The company, famous for its Mangusta sports car, employs just 70 people at its factory in Modena. Qvale’s chassis and V8 power train will form the basis of a new MG car, code-named X80.
The new car – available as a roadster and coupe – will be launched in 2002, and was styled by MG Rover’s design director Peter Stevens. However, MG Rover will not have access to Qvale’s dealership network in the United States, and does not have the rights to the Mangusta brand and design either.
The future of the Italian car is uncertain. But basing the X80 on the Mangusta will allow MG to break into the US market, because the car from Modena meets US safety standards – unlike all other cars produced by MG Rover.

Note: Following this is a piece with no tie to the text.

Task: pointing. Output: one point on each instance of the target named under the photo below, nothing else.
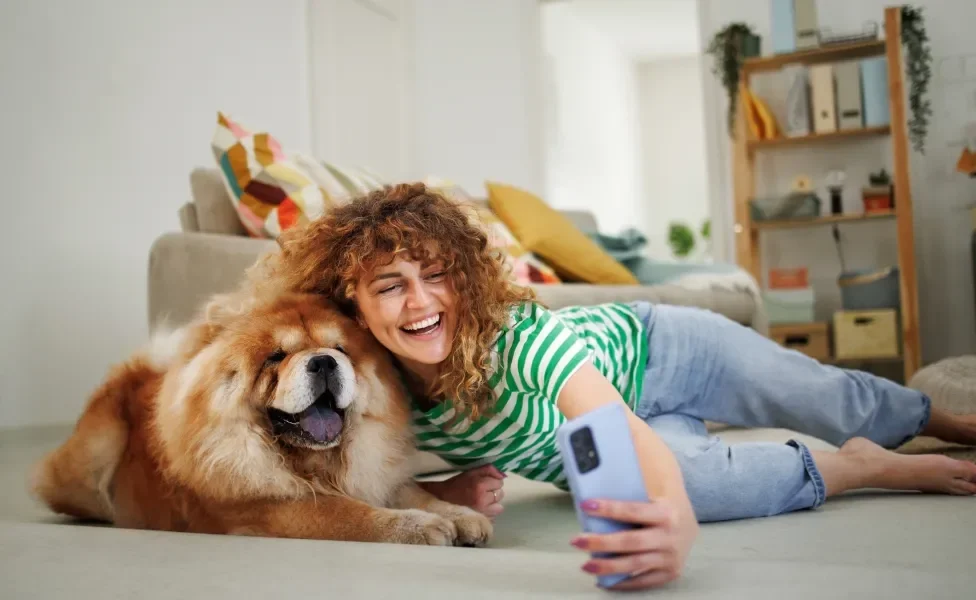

Rover’s chief executive Kevin Howe said the MG X80 would be “an excellent fit at the top of our family of MG cars”, and would open up the world’s largest sports car market to develop the “full potential for the MG brand”. Financial details have not been disclosed, but the deal is not expected to be a serious drain on MG Rover’s estimated £500m cash reserves, which the firm received from its previous owner, BMW of Germany.
MG Rover is believed to have been in talks with Qvale’s San Francisco based family owners for several months. Bruce Qvale, president of Qvale Automotive Group, said: “MG Rover showed interest in our Mangusta car project in Modena and we have agreed a good deal for both sides.
“The power of the MG brand now takes the project forward on a global basis.” MG Rover is reported to have been losing £1.2m a day, but has said it expects to move into profit in 2002. In May German car maker BMW completed the break-up of the Rover Group and sold its engine manufacturing plant at Longbridge, near Birmingham.
Powertrain Ltd, valued at £150m, was transferred to MG Rover, which bought the Rover brand from BMW for a nominal sum in May last year. The sale marked the end of BMW’s troubled association with MG Rover. The group now produce engines and transmissions for itself and third party customers.